The march got its start in Cayman in 1999, after former Business and Professional Women’s Club President Edna Moyle, Government Minister Juliana O’Connor-Connolly, Joy Basdeo, Annie Multon, Lana May Smith, Francine Jackson and Cissy Delaphena attended the One Mile March to the steps of the White House for the very first Silent Witness March in 1998.
Mrs. Moyle was also one of the guest speakers at the first event in Washington and the group of women decided to bring the concept to the Cayman Islands through the Business and Professional Women’s Club.
The reason the march is silent is in remembrance of those who are victims of abuse and talking, music and cell phones are not allowed.
Marchers also hold aloft fire-engine red silhouettes made in all shapes and sizes, which represent the diversity of women.
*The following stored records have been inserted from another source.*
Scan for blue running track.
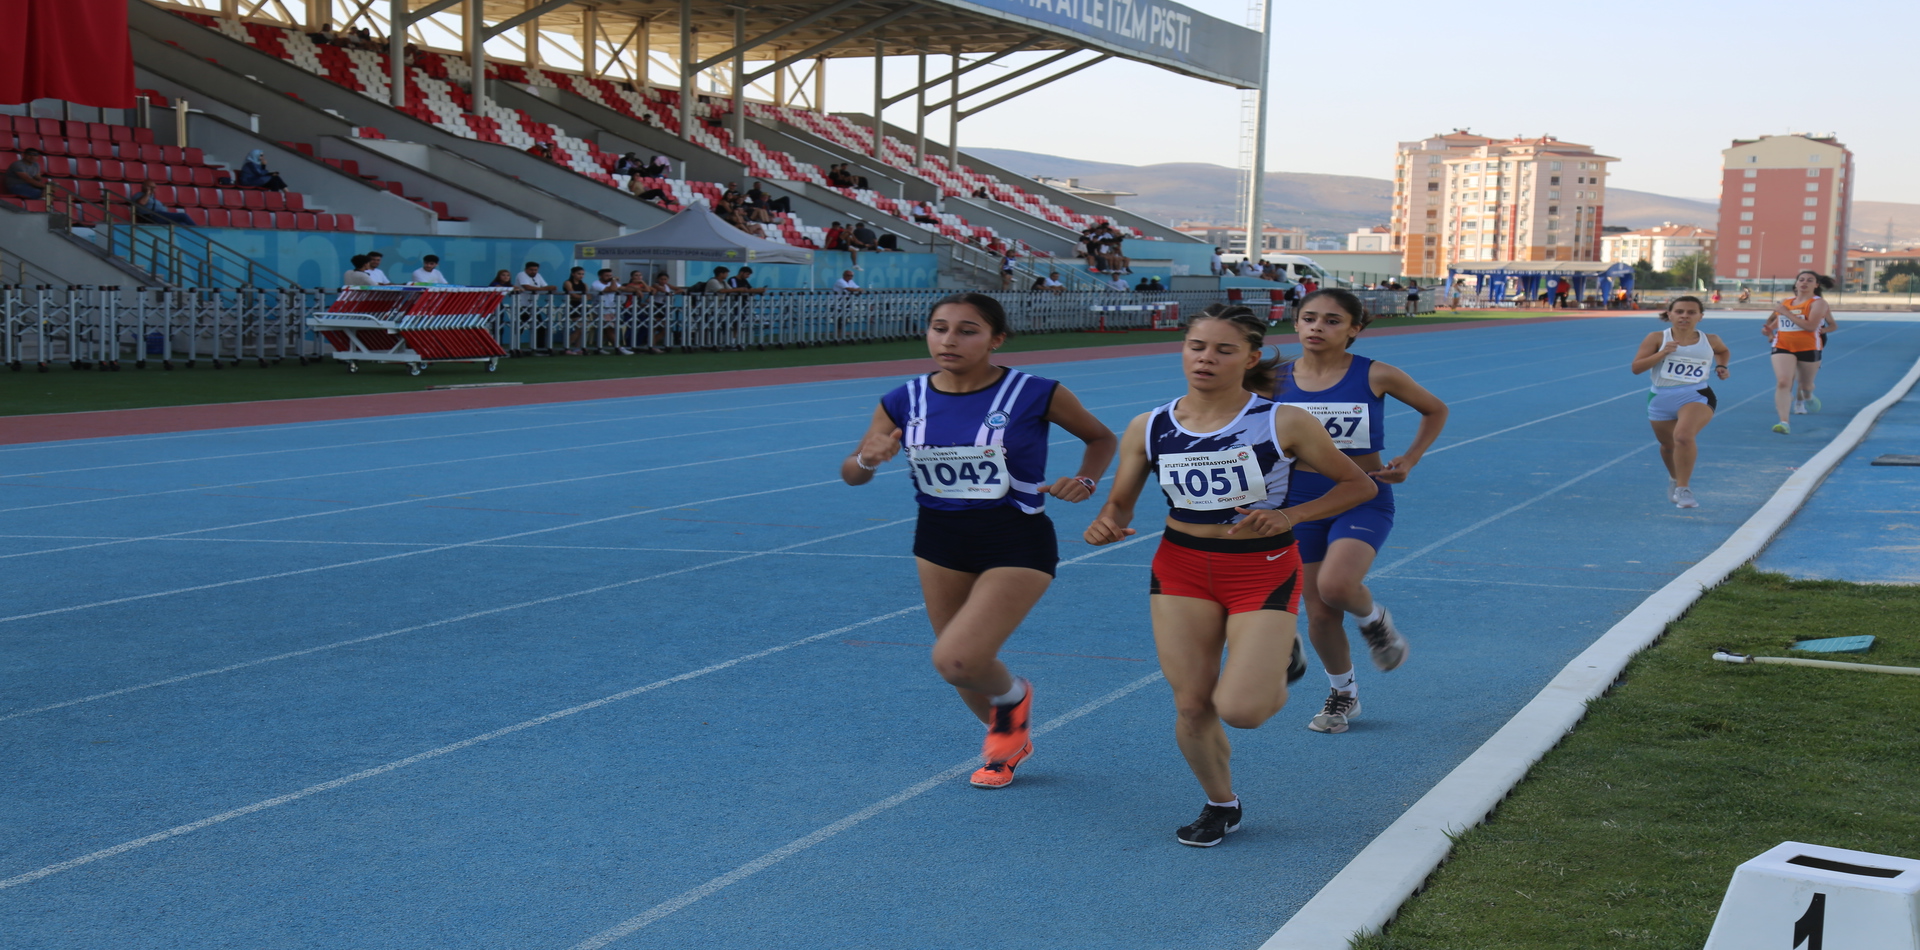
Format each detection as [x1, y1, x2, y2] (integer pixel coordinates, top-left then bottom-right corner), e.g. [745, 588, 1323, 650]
[4, 315, 1919, 949]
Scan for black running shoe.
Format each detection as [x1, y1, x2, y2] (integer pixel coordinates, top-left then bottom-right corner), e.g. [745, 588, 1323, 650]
[1287, 635, 1306, 684]
[1176, 803, 1243, 847]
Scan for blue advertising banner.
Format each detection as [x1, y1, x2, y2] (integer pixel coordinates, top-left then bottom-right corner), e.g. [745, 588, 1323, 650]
[943, 0, 1261, 87]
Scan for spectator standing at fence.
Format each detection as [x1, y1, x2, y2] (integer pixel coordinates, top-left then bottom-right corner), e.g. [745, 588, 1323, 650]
[699, 266, 734, 294]
[362, 252, 391, 285]
[5, 148, 49, 200]
[729, 266, 768, 295]
[834, 270, 863, 294]
[488, 269, 513, 287]
[128, 182, 195, 226]
[1001, 251, 1017, 291]
[1044, 271, 1065, 293]
[342, 254, 374, 288]
[1211, 247, 1225, 277]
[589, 267, 629, 354]
[559, 266, 591, 355]
[512, 261, 550, 293]
[412, 255, 449, 285]
[237, 150, 288, 192]
[1109, 273, 1131, 291]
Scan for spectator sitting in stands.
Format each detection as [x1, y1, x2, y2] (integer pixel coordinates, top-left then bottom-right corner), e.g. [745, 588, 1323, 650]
[833, 269, 863, 294]
[343, 254, 374, 288]
[129, 183, 194, 227]
[348, 27, 377, 50]
[971, 185, 989, 199]
[629, 175, 669, 205]
[613, 152, 643, 176]
[826, 164, 852, 188]
[1103, 228, 1130, 274]
[746, 181, 789, 217]
[739, 183, 774, 223]
[642, 155, 670, 178]
[488, 269, 513, 287]
[912, 202, 940, 225]
[823, 221, 847, 251]
[848, 221, 881, 253]
[5, 148, 48, 200]
[237, 150, 287, 191]
[526, 142, 557, 163]
[412, 254, 449, 284]
[722, 181, 744, 206]
[307, 22, 340, 45]
[849, 165, 871, 189]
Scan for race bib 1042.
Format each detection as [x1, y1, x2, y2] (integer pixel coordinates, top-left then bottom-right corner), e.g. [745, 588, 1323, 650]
[908, 445, 1009, 499]
[1158, 446, 1268, 511]
[1284, 403, 1373, 452]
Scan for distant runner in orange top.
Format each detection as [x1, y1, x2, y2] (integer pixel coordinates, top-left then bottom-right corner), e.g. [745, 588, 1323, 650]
[1760, 270, 1838, 434]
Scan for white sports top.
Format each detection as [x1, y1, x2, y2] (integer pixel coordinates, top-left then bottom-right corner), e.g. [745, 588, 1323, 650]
[1652, 327, 1714, 390]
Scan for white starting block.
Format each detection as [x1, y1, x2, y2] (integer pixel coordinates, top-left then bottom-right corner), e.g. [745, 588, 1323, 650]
[1704, 841, 1920, 950]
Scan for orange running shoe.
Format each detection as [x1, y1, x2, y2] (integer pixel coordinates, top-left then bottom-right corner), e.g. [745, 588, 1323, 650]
[969, 741, 1032, 789]
[981, 678, 1033, 765]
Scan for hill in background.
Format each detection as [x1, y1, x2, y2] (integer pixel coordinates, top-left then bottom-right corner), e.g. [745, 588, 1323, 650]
[967, 147, 1920, 246]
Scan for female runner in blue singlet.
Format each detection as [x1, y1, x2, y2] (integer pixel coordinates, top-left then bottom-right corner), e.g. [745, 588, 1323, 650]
[1085, 303, 1375, 846]
[841, 293, 1117, 790]
[1260, 289, 1448, 735]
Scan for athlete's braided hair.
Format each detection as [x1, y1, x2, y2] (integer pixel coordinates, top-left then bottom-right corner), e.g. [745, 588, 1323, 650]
[1188, 302, 1280, 394]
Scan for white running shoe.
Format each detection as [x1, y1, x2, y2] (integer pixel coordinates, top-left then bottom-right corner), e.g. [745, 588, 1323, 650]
[1307, 690, 1361, 734]
[1668, 483, 1679, 504]
[1792, 398, 1807, 415]
[1673, 487, 1699, 509]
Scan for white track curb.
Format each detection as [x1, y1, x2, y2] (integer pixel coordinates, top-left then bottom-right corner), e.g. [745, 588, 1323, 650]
[1261, 354, 1920, 950]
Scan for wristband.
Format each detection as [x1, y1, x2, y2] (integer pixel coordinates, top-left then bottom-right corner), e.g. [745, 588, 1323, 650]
[853, 454, 878, 471]
[1278, 509, 1293, 531]
[1073, 476, 1097, 492]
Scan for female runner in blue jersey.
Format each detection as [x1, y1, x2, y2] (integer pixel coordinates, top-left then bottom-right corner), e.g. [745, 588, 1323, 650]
[1259, 289, 1447, 735]
[1084, 304, 1375, 846]
[841, 293, 1116, 789]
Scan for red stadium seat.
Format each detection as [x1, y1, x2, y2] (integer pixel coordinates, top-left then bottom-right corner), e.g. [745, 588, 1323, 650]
[160, 145, 184, 165]
[137, 144, 164, 163]
[204, 209, 229, 227]
[273, 211, 296, 228]
[313, 213, 335, 231]
[153, 185, 176, 205]
[234, 210, 259, 228]
[40, 156, 69, 176]
[285, 192, 304, 212]
[86, 122, 110, 141]
[220, 191, 244, 209]
[75, 181, 103, 200]
[242, 190, 265, 210]
[38, 138, 69, 157]
[294, 212, 316, 229]
[109, 125, 133, 144]
[185, 207, 209, 226]
[121, 162, 148, 183]
[72, 157, 98, 178]
[333, 214, 353, 231]
[262, 191, 285, 211]
[98, 160, 124, 181]
[13, 133, 40, 152]
[183, 147, 204, 165]
[190, 167, 215, 187]
[34, 118, 59, 136]
[133, 127, 154, 144]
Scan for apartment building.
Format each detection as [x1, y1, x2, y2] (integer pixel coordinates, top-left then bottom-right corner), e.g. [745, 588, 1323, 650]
[1714, 134, 1854, 286]
[1173, 222, 1308, 256]
[1601, 223, 1717, 270]
[1439, 137, 1616, 266]
[1389, 131, 1494, 279]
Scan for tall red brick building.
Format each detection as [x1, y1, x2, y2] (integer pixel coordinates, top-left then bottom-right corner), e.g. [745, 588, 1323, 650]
[1715, 134, 1854, 288]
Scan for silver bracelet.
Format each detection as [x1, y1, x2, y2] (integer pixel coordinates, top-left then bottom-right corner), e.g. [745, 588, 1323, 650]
[853, 454, 879, 472]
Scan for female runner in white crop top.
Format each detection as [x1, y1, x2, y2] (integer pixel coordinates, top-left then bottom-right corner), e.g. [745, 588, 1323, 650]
[1630, 295, 1730, 509]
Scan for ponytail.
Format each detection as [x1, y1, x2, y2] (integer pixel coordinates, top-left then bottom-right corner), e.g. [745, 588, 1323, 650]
[1189, 302, 1282, 393]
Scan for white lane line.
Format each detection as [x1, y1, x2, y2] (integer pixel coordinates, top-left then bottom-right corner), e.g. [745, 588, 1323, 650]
[1382, 575, 1660, 593]
[0, 603, 935, 892]
[562, 670, 1168, 950]
[0, 413, 866, 515]
[0, 458, 859, 624]
[0, 517, 913, 724]
[0, 391, 877, 478]
[1374, 387, 1776, 580]
[0, 436, 849, 565]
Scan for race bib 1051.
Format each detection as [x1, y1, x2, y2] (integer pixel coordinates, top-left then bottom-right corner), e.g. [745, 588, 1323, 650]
[1158, 446, 1268, 511]
[908, 445, 1009, 499]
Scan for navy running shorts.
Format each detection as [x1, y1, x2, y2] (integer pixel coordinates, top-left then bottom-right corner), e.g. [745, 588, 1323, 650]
[1284, 468, 1396, 563]
[913, 505, 1059, 576]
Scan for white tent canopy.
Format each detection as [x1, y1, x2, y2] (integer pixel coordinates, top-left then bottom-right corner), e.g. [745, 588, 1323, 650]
[573, 206, 814, 265]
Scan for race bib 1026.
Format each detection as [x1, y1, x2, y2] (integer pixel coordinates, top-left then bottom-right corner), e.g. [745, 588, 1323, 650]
[1657, 354, 1710, 387]
[908, 445, 1009, 499]
[1158, 446, 1268, 511]
[1284, 403, 1373, 452]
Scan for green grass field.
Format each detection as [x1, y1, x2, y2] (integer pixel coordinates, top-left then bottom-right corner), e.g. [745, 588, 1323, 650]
[1354, 567, 1920, 950]
[0, 311, 1509, 417]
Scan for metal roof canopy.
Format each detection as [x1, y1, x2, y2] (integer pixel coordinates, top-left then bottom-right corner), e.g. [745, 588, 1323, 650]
[460, 0, 1262, 89]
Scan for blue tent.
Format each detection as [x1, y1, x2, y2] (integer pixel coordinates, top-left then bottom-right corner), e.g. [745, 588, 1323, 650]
[1445, 261, 1635, 305]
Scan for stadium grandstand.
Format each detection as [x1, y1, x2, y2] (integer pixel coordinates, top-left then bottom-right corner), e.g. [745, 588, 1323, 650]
[2, 0, 1262, 291]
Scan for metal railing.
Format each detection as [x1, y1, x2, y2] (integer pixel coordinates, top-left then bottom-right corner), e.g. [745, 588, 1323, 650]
[37, 181, 296, 289]
[0, 285, 1443, 373]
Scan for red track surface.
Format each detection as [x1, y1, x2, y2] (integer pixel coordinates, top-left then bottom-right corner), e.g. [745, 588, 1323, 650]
[1, 315, 1603, 446]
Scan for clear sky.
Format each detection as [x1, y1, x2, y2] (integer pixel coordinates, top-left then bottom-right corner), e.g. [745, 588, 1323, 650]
[821, 0, 1915, 204]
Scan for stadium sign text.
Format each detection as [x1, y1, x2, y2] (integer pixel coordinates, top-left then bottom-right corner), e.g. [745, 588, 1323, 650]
[954, 0, 1260, 87]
President of the Club, Velma Powery-Hewitt, said the march had not necessarily weaned when compared to previous years, with the exception of last year’s march.
She said the difference between last year’s march and any other was that it came on the heels of the killing of women’s rights and antiviolence activist Estella Scott-Roberts.
The president did however go on to say that she was hoping to see more participation this year because of recent developments in the community but explained, ‘We live in a society where people complain but when given the opportunity to be a part of change, they don’t come out.’
She said Caymanians were more comfortable with the radio talk show where they could not be seen when standing up.
‘That’s just the way it is here,’ she reflected, before attributing this attitude as root cause for the brazenness with which crimes are now committed in the Cayman Islands.
Though the Silent Witness March is only for one day, the event serves as a prelude to 16 days of activism, which run between 25 November and 10 December.
Mrs. Hewitt said she wanted to publicly acknowledge the Minister for Community Affairs, Mike Adam, for participating in the march.
She explained that both party leaders and all respective MLAs were invited but Mr. Adam was the only member to attend.
‘Domestic abuse is a problem that is so far reaching, it is hard to fathom but most of the youth that are involved in criminal behaviour, perpetrating violence or becoming victims of violence, also saw these kinds of acts in the home.’
She continued: ‘When a child is exposed to that kind of trauma, we all pay a price.’